Hayworth was no airhead; her marriages included intellectuals like Orson Welles, who, in fact, had her star in one of her more serious films he directed, ‘THE LADY FROM SHANGAI’ of 1948, in which he cast her as a scheming back-stabbing beauty, which probably appeased his own vulnerability to her feminine charm, since she made their marriage a brief affair.
Hollywood, south of the border
It is from 1952 onwards that Rita Hayworth began to leave photographic evidence of a hedonistic life in the tropics. This began with ‘AFFAIR IN TRINIDAD’, where, with her co-star, Glenn Ford, the tropical lushness and southern architecture of Trinidad became the backdrop for an intriguing woman on the run.
The next year, 1953, saw her in ‘SALOME’, apt for her display of sensual dancing in Eastern costume. Later in her real life, she would marry an Arab Prince, again briefly. But 1956 saw her glorious and famous return to Port-of-Spain and the beaches of Trinidad to film ‘FIRE DOWN BELOW’, where her role is that of a drifting woman who comes between the friendship of two seamen, played by Robert Mitchum and Jack Lemmon.
This was the decade when Hollywood colour films gave the Caribbean and South America a worldwide positive boost, with other film productions like ‘ISLAND IN THE SUN’ with Dorothy Dandridge, filmed in Jamaica; ‘THE NAKED JUNGLE’ with Charleston Heston, filmed in Brazil; ‘GREEN MANSIONS’ with Audrey Hepburn, filmed in British Guiana, Venezuela, and Columbia; and ‘MARACAIBO’, with Cornel Wilde, filmed in Venezuela.
Photographic legacy
Hayworth’s scenes in ‘Fire Down Below’, such as her dancing the Limbo barefoot of the streets of Port-of Spain (there is a sound track album for the film), sampling a slice of melon on the street with Jack Lemmon, walking with her suitcase in the capital, dining outdoors, her mouth caught full in normal conversation, dipping her toes in beach surf, playing ping pong, riding her bicycle, reading hard cover books, relaxing in the shade of palm trees, etc, all this captures and communicates a zest for living that goes beyond the fantasy of screen roles and privileged lives associated with celebrated film stars. Rita Hayworth’s photographic memorabilia preserves that vital energy of living for others to be inspired by.
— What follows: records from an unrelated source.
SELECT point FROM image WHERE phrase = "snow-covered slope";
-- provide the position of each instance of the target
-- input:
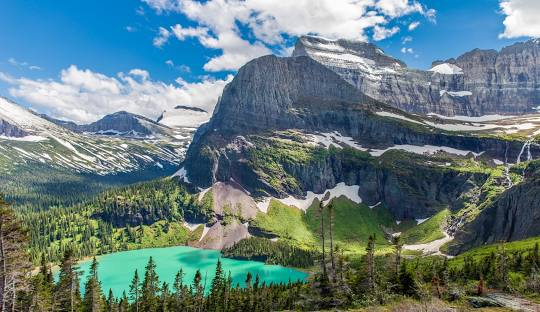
(184, 116)
(39, 141)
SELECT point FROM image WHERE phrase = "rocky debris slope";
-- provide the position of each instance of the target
(514, 215)
(476, 83)
(272, 94)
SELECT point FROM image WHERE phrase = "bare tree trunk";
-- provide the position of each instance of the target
(4, 268)
(321, 207)
(330, 211)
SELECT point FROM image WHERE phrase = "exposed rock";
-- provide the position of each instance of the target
(221, 236)
(513, 216)
(499, 82)
(231, 199)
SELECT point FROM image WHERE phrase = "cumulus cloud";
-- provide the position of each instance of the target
(521, 18)
(242, 30)
(22, 64)
(412, 26)
(162, 37)
(84, 96)
(381, 33)
(405, 50)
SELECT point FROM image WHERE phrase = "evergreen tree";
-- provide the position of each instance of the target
(135, 291)
(150, 287)
(67, 294)
(14, 262)
(407, 282)
(92, 290)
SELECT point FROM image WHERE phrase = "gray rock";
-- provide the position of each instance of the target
(505, 82)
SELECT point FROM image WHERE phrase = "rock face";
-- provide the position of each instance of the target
(513, 216)
(271, 93)
(119, 123)
(476, 83)
(7, 129)
(122, 123)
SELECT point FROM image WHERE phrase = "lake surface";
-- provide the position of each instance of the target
(116, 270)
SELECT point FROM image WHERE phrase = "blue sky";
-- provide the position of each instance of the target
(63, 53)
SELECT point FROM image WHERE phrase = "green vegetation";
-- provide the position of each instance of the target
(265, 250)
(143, 215)
(286, 222)
(427, 231)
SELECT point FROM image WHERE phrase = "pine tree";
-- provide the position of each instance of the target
(150, 287)
(330, 215)
(370, 249)
(217, 288)
(14, 262)
(198, 292)
(67, 294)
(396, 241)
(92, 290)
(135, 291)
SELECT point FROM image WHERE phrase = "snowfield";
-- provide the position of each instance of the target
(341, 189)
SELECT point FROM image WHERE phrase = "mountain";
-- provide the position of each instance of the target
(120, 123)
(40, 154)
(291, 129)
(477, 83)
(184, 116)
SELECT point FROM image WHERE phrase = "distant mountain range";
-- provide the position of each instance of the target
(479, 82)
(344, 118)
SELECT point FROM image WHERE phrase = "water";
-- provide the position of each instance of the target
(116, 270)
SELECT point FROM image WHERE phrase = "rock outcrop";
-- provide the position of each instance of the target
(476, 83)
(515, 215)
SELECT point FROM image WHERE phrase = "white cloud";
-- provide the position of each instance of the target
(242, 30)
(381, 33)
(85, 96)
(521, 18)
(406, 39)
(413, 25)
(405, 50)
(162, 37)
(19, 64)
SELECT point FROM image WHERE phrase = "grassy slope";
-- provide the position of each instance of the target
(482, 251)
(353, 223)
(428, 231)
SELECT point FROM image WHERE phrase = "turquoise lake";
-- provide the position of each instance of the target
(116, 269)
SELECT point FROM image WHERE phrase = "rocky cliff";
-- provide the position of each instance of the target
(272, 94)
(476, 83)
(515, 215)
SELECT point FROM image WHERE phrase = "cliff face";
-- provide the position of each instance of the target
(513, 216)
(10, 130)
(476, 83)
(274, 94)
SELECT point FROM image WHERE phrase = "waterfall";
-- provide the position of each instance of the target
(526, 146)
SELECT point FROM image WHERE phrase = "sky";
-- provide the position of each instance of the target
(81, 60)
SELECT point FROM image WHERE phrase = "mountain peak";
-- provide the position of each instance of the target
(344, 52)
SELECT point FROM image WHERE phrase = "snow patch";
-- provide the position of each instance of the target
(341, 189)
(494, 117)
(192, 226)
(455, 93)
(425, 149)
(28, 138)
(392, 115)
(447, 69)
(432, 248)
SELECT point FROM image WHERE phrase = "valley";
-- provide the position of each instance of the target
(354, 178)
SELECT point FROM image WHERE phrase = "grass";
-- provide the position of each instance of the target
(428, 231)
(287, 222)
(352, 224)
(482, 251)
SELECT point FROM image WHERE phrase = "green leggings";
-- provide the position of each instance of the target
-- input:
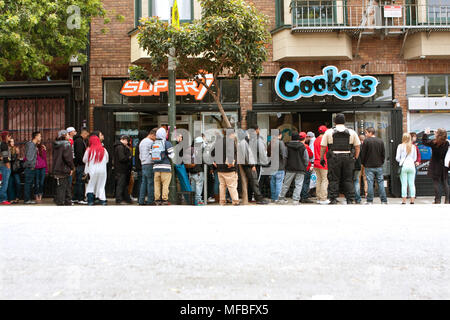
(407, 177)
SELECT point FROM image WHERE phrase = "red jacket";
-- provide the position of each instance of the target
(317, 148)
(310, 155)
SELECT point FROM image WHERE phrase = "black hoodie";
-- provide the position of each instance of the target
(62, 158)
(297, 160)
(122, 158)
(79, 148)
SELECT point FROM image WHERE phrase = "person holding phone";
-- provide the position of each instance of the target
(437, 169)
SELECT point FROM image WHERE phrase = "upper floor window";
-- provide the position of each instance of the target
(428, 86)
(162, 9)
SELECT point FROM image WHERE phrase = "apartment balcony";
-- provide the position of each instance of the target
(323, 29)
(326, 16)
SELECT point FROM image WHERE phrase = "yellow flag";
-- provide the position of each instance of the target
(175, 15)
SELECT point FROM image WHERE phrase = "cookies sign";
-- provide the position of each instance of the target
(344, 85)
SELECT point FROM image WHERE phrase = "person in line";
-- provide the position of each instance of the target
(357, 179)
(30, 165)
(147, 189)
(196, 174)
(252, 158)
(372, 158)
(71, 133)
(98, 134)
(95, 159)
(181, 171)
(437, 170)
(162, 153)
(344, 147)
(41, 170)
(414, 142)
(79, 146)
(296, 164)
(142, 134)
(362, 176)
(406, 157)
(63, 168)
(5, 167)
(14, 186)
(304, 196)
(321, 170)
(122, 169)
(310, 139)
(276, 180)
(227, 167)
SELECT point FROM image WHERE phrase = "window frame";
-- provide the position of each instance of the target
(426, 82)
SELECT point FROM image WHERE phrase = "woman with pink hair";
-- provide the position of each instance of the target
(96, 158)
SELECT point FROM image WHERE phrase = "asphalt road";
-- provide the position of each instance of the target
(254, 252)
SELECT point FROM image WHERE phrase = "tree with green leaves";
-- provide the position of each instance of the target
(36, 34)
(230, 39)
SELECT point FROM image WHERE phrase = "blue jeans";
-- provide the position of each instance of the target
(147, 185)
(276, 182)
(407, 178)
(183, 178)
(356, 175)
(14, 187)
(305, 188)
(6, 172)
(197, 185)
(30, 177)
(40, 178)
(78, 191)
(372, 174)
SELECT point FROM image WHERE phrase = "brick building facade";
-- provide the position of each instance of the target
(359, 36)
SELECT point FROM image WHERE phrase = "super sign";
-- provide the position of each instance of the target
(344, 85)
(182, 87)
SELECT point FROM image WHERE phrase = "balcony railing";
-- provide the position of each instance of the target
(335, 15)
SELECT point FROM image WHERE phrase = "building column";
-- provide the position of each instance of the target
(400, 95)
(246, 99)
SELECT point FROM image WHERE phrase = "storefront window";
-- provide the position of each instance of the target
(436, 86)
(415, 86)
(384, 89)
(112, 91)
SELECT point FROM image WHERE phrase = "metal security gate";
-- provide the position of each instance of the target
(24, 116)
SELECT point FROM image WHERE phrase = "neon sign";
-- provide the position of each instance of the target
(182, 87)
(344, 85)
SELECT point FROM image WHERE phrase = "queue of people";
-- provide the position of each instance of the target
(343, 162)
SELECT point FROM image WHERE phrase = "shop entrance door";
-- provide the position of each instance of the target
(311, 121)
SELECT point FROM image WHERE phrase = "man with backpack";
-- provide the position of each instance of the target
(122, 169)
(343, 148)
(145, 156)
(162, 152)
(297, 162)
Her artistic worth is not confined to her films, like so many other actresses. Dancing certainly helped to further this, but if we need one ultimate proof of Hayworth’s famous body language, there is that amazing mobile scene of her walking rapidly, throwing out the back of her hair with both hands while swinging her shoulders suavely as she strides forward. Nothing about her last years with Altzeimer’s disease, before her death at 68, can cancel the fact that she turned the world on positively, like sunrise and sunset.